U.S., Iraqi troops sweep into insurgent hideouts
BAGHDAD, Iraq — Heliborne U.S. and Iraqi troops pressed their sweep through a 100-square-mile swath of central Iraq today in a bid to break up a center of insurgent resistance, the U.S. military said. No resistance or casualties were reported.
"We believe we achieved tactical surprise," Lt. Col. Edward Loomis, spokesman for the 101st Airborne Division, said of the day-old Operation Swarmer, the biggest air assault here in three years. He said about 40 suspects were detained, 10 of whom were later released.
In tense Baghdad, meanwhile, drive-by gunmen targeting streams of Shiite Muslim pilgrims killed three people and wounded five in Sunni areas of the city, police reported.
Devout Shiites headed south to the holy city of Karbala for a religious holiday, a pilgrimage that authorities feared would present "soft" targets in the continuing Sunni-Shiite violence roiling Iraq.
At least seven people were reported killed in scattered violence in and near Baghdad.
A standoff between the Shiite majority and Sunni minority underlies the political impasse blocking formation of a new government of national unity here.

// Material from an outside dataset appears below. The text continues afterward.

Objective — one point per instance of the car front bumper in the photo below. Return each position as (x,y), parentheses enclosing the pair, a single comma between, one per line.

An all-party meeting was scheduled for later today to try to move those negotiations forward.
The joint U.S.-Iraqi air assault Thursday focused on a 10-by-10-mile area some 60 miles north of Baghdad and northeast of the city of Samarra, where an insurgent bombing on Feb. 22 badly damaged a major Shiite shrine, an attack that ignited days of sectarian bloodshed across Iraq in which more than 500 people died.
Fifty U.S. transport and attack helicopters ferried in and gave cover to some 1,500 U.S. and Iraqi troops taking part in Operation Swarmer — units of the 101st Airborne Division and the Iraqi 4th Division.

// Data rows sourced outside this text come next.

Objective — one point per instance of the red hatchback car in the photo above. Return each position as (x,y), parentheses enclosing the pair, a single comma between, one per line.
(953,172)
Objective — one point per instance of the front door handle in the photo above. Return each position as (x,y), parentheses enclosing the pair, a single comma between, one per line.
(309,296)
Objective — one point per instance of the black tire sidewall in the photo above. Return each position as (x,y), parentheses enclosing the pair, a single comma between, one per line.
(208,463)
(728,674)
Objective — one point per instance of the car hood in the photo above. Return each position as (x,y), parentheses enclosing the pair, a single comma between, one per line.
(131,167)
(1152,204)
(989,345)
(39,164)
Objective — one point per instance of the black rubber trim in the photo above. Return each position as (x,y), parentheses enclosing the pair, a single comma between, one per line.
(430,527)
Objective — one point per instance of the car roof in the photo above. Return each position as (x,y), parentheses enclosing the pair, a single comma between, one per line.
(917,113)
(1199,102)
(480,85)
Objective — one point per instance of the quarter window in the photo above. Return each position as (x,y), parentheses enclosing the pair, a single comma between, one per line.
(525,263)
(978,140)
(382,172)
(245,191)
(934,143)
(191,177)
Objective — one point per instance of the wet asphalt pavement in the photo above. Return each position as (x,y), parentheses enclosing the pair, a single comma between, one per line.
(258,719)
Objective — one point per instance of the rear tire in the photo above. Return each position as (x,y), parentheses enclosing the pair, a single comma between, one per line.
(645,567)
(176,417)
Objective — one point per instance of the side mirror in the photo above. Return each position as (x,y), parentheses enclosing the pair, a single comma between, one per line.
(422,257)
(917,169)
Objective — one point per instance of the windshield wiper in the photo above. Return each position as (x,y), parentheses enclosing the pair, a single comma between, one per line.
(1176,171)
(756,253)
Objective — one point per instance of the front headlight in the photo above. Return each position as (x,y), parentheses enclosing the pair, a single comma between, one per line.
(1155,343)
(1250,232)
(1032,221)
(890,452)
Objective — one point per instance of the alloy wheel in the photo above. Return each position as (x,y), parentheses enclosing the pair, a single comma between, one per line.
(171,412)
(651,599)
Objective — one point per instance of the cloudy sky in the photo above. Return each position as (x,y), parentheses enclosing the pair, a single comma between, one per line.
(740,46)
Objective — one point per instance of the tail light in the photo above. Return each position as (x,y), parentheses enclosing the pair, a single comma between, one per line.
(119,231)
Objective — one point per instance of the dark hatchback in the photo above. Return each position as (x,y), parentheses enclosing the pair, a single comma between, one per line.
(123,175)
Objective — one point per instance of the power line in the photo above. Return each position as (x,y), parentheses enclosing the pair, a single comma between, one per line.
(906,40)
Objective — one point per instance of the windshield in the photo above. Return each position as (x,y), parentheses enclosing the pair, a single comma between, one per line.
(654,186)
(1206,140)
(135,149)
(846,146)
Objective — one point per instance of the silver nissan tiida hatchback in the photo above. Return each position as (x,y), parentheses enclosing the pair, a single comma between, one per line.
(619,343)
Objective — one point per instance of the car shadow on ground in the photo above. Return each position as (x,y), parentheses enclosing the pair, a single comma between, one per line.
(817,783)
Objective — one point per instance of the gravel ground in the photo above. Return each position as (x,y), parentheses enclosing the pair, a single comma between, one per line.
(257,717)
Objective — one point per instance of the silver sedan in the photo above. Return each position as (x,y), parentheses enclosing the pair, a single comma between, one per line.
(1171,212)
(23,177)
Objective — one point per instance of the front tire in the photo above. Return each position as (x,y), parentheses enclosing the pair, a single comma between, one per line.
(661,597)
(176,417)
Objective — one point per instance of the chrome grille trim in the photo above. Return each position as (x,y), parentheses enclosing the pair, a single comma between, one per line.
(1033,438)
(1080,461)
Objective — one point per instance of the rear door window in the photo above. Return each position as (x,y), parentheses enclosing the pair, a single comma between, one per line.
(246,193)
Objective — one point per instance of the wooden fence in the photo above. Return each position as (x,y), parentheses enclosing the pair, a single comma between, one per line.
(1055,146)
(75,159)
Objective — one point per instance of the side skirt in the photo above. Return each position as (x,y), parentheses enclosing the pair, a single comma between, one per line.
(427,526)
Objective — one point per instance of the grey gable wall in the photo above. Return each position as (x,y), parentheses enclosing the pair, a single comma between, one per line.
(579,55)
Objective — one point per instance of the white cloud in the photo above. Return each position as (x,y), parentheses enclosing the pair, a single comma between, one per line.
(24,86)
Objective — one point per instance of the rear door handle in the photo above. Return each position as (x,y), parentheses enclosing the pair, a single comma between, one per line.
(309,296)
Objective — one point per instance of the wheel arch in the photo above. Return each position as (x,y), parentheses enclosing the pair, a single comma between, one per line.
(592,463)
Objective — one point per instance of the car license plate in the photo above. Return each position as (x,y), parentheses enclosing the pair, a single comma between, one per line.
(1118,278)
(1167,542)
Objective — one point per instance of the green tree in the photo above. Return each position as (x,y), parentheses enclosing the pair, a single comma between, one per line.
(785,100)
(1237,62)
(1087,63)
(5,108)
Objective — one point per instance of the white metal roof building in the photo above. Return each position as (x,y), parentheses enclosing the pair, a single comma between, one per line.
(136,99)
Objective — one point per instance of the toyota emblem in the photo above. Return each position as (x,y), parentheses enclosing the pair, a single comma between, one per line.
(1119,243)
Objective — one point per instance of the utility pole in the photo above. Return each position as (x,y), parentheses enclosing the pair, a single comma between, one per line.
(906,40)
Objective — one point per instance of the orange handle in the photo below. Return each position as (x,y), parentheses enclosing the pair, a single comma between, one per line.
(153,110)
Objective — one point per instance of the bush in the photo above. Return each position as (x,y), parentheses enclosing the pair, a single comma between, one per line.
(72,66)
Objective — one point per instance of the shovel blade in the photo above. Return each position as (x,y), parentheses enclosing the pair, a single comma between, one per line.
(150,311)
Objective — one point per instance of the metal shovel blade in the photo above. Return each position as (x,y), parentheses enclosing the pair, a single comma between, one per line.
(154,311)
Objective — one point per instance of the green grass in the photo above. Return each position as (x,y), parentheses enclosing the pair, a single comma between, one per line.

This morning, Loomis said, the forces "continue to move" through the area. "Approximately 40 suspected insurgents were detained without resistance," he said. "Tactical interviews began immediately, and 10 detainees have been released."
The sweep also uncovered six weapons caches, the U.S. military spokesman said.
The operation was aimed at disrupting "terrorist activity in and around Samarra, Adwar and Salahuddin province," he said, an area that was a stronghold of Sunni support for Saddam Hussein's ousted Baathist party regime.